In attesa di leggere le motivazioni della sentenza con cui i giudici di primo grado hanno riconosciuto Alessia Pifferi colpevole della morte della figlia Diana, lasciata morire di stenti ad appena 18 mesi nell'estate del 2022, la difesa, rappresentata dall'avvocato Alessia Pontenani, si prepara a ricorrere in Appello.
In quella fase, stando a quanto ha dichiarato ai conduttori della trasmissione televisiva "Crimini e criminologia" su Cusano Italia Tv, chiederà di sottoporre la 38enne a una nuova perizia psichiatrica: secondo lei quando abbandonò la bambina in casa per sei giorni, a differenza di quanto concluso dal dottor Elvezio Pirfo, consulente della Procura, la donna non era totalmente capace di intendere e di volere.

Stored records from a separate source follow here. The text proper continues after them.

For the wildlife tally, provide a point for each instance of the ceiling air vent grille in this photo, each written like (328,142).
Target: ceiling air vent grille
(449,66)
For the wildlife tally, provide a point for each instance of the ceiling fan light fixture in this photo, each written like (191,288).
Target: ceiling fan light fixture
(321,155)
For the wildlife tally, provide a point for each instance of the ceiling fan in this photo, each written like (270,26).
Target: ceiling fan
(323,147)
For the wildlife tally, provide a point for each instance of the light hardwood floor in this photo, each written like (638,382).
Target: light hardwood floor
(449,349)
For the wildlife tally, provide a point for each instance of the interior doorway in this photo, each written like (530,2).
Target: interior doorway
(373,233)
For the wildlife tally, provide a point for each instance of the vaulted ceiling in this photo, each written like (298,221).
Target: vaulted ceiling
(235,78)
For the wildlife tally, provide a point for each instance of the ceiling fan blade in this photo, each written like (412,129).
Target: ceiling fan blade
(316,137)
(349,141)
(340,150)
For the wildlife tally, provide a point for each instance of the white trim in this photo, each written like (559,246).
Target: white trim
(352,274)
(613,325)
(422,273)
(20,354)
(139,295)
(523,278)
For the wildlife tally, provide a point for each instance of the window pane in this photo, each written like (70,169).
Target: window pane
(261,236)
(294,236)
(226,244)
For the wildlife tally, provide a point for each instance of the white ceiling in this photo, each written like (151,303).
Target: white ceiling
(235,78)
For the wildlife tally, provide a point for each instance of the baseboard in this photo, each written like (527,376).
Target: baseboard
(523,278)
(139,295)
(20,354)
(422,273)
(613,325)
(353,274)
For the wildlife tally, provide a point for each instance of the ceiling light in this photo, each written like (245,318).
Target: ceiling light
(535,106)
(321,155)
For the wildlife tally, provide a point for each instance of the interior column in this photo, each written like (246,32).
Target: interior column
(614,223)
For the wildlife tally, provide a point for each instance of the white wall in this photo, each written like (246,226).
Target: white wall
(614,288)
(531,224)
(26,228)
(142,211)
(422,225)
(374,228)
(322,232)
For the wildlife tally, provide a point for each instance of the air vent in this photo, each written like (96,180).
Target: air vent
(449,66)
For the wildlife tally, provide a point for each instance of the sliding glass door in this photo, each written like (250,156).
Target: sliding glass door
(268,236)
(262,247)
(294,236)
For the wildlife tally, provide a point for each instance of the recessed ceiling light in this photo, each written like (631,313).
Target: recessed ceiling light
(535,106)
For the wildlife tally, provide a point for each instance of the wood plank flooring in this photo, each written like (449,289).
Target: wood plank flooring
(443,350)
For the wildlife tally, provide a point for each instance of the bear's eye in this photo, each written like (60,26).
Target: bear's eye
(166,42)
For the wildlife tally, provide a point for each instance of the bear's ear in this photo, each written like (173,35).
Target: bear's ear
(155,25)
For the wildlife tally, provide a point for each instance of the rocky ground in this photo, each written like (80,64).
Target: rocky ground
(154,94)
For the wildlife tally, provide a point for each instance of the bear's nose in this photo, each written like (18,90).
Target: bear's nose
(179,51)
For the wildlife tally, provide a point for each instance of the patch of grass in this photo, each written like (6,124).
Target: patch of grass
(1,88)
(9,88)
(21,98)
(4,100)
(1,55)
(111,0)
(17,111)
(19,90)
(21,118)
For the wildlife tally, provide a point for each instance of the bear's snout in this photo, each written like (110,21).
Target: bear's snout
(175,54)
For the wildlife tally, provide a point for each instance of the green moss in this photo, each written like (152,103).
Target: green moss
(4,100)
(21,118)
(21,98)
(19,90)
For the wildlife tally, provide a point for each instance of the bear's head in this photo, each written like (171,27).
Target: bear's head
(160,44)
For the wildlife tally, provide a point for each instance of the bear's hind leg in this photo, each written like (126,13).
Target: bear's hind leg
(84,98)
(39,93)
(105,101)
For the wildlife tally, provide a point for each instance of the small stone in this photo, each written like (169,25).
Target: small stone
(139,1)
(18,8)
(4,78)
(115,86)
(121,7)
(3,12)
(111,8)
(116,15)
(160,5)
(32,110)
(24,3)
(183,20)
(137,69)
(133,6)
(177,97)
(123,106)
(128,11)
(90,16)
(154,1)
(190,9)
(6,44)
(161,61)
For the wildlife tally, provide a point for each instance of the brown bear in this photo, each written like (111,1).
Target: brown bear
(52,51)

"Sto aspettando altra documentazione su Alessia Pifferi. Purtroppo non mi è arrivata in tempo per il processo di primo grado, quindi la presenterò in Appello. Si tratta del fascicolo di un ospedale lombardo, comprende cinque cartelle mediche relative alla mia assistita. Il mio obiettivo, sulla base di questo nuovo materiale, sarà quello di chiedere, in fase di processo d'Appello, un'altra perizia psichiatrica", ha dichiarato la legale rispondendo alle domande dei conduttori Fabio Camillacci e Gabriele Raho.
"Spero che mi venga concessa - ha aggiunto -, ma non ho motivo di dubitarne. Spero inoltre che quello d'Appello possa essere un processo meno mediatico di quello di primo grado", seguitissimo dal pubblico. Prima di un eventuale ricorso bisognerà attendere la deposizione delle motivazioni della sentenza con cui i giudici hanno deciso di condannare la 38enne che l'avvocato Pontenani difende all'ergastolo.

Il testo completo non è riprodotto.